To the immediate right, the 18th hole of the Old Course, among the most famous spots in golf.
To the left, the Swilcan Bridge. And in the distance, the St Andrews beach where those “Chariots of Fire” footraces were filmed.
Watching Saturday from a lofty perch above it all, NFL royalty.
The Manning brothers — Peyton, Eli and Cooper — had just returned from their own round of golf and had gathered with guests on a spacious balcony overlooking the legendary finishing hole of the British Open. They are among the group of investors who recently bought and renovated the historic Rusacks Hotel, which this week is the equivalent of the world’s biggest luxury box on the 50-yard line of golf’s Super Bowl.
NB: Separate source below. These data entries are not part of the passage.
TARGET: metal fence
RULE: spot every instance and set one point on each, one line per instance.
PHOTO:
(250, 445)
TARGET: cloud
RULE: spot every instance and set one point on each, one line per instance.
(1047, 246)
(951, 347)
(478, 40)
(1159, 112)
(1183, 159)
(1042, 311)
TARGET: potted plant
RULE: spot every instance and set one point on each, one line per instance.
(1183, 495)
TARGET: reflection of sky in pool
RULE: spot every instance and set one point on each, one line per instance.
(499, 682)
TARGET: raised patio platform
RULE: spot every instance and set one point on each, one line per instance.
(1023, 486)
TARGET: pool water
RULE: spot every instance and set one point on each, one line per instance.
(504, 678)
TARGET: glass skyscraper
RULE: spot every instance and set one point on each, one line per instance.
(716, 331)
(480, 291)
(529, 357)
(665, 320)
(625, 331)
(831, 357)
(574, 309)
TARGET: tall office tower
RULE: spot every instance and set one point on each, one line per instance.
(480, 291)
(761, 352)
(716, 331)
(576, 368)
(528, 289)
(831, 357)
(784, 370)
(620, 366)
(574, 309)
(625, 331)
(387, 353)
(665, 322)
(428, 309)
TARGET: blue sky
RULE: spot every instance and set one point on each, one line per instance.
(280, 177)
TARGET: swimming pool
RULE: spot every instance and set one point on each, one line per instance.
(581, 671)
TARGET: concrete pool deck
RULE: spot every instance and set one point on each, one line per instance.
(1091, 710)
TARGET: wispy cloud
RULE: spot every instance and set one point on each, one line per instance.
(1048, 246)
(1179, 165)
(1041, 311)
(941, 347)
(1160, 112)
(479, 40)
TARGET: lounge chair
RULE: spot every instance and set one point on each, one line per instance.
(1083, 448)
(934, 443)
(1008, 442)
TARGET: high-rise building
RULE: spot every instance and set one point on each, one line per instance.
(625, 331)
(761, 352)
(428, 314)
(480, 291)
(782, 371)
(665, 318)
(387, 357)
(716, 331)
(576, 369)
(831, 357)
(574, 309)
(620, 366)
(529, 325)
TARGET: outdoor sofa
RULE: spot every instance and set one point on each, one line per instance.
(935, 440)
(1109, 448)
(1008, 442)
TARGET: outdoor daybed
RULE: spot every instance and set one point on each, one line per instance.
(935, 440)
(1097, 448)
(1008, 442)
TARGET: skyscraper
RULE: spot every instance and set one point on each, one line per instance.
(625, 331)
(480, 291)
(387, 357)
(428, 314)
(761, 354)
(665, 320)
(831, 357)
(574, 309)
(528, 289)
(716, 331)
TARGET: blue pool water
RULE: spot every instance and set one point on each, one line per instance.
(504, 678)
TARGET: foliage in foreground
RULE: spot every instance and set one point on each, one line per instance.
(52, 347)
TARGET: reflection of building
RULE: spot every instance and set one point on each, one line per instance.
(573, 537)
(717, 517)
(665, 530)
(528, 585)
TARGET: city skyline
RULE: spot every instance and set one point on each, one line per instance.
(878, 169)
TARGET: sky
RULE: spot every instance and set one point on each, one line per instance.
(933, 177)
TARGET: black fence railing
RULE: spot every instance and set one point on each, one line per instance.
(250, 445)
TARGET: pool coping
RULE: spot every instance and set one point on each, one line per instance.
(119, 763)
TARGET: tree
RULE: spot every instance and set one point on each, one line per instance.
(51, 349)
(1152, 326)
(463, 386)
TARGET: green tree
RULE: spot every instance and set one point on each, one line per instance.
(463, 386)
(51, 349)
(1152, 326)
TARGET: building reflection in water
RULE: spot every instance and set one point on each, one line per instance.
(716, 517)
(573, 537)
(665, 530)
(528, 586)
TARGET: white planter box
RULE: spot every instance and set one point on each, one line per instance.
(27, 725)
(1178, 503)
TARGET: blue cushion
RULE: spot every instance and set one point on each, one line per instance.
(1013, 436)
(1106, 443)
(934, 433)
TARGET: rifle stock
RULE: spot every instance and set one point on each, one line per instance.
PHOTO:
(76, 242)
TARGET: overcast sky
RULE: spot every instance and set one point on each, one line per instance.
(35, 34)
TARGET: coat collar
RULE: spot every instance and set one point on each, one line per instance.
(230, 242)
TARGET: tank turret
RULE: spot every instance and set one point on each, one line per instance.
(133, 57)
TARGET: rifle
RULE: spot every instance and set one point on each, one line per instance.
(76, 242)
“As an investor, I just wanted to come over here and see if it existed,” joked Peyton, needling his older brother, Cooper, who was responsible for pulling together the capital for the project.
It’s an ambitious endeavor, the next phase of an enterprise that started with boutique hotels in U.S. college towns. The group now has three other deals for golf course hotels in the works, at North Berwick and Troon in Scotland, and Royal County Down in Northern Ireland.
“When I told people about this project, that we had a chance to buy this place, and that we were never going to sell it, they were blown away,” said Cooper, senior managing director of AJ Capital Partners.
Cooper Manning, the brother of former NFL stars Peyton and Eli Manning, stands on a balcony of the hotel the brothers purchased adjacent to the Old Course at St Andrews Golf Club in Scotland.
Said Ben Weprin, the investment group’s chief executive: “This place is the Mona Lisa.”
Matter of fact, Peyton had just returned from the actual Mona Lisa, making a trip to watch major championship golf after he and his wife, Ashley, had a vacation in London and Paris.
Peyton has become a big Rory McIlroy fan in recent years, having gotten to know him while playing at the Memorial Tournament at Muirfield Village. McIlroy is heading into the final round of the Open tied for the lead with Viktor Hovland.
“I had a great visit with Rory after a [Memorial] round, in the weight room of all places,” Peyton said. “They still let me go in there. I’m waiting for an evening cocktail reception that I’m doing with some of the customers, and I’m trying to kill time. And these guys are in there stretching and getting ready for the next day’s round. I’ve seen Rory in several weight rooms over the years and always had good visits with him. I’m pulling for him.”
Eli, meanwhile, played in the Memorial tournament last year with No. 1-ranked Scottie Scheffler, currently tied for fifth.
“Eli takes full credit,” Peyton said. “He said he gave Scheffler a little pep talk and kind of spring-boarded him. Unfortunately, with the timing, you actually kind of believe him. It’s like, ‘Wait a minute, he really wasn’t winning, and now … .’”
Peyton and Eli can move around Scotland a bit more anonymously than they can back home, but occasionally Saturday, passers-by would spot one of them on the second-floor balcony, stop dead and do a triple-take.
“Even my caddie told me that he really wouldn’t have recognized me until he read my name on my bag,” Peyton said. “He said, ‘I know who you are. My brother’s an Eagles fan.’ I imagine it would be the same way if rugby players came over to the States or something.”
There’s no question the Mannings are more recognizable than that, but they like to try to blend in. Same way with the Rusacks (pronounced ROO-sax). Their group has gone to great lengths to maintain the character of the place, taking pains to make sure the new wing of 50 rooms blends in with the rest of the place, which was built in 1887.
Either way, from the One Under Bar, the basement hamburger joint that’s open to the public, to the reservations-only rooftop restaurant “18” — named for golf holes, not Peyton’s jersey number — the Rusacks is the place to be this week.
“Eighteenth hole of the British Open, to come here with my brothers and friends and watch this,” Eli said, “you can’t beat it.”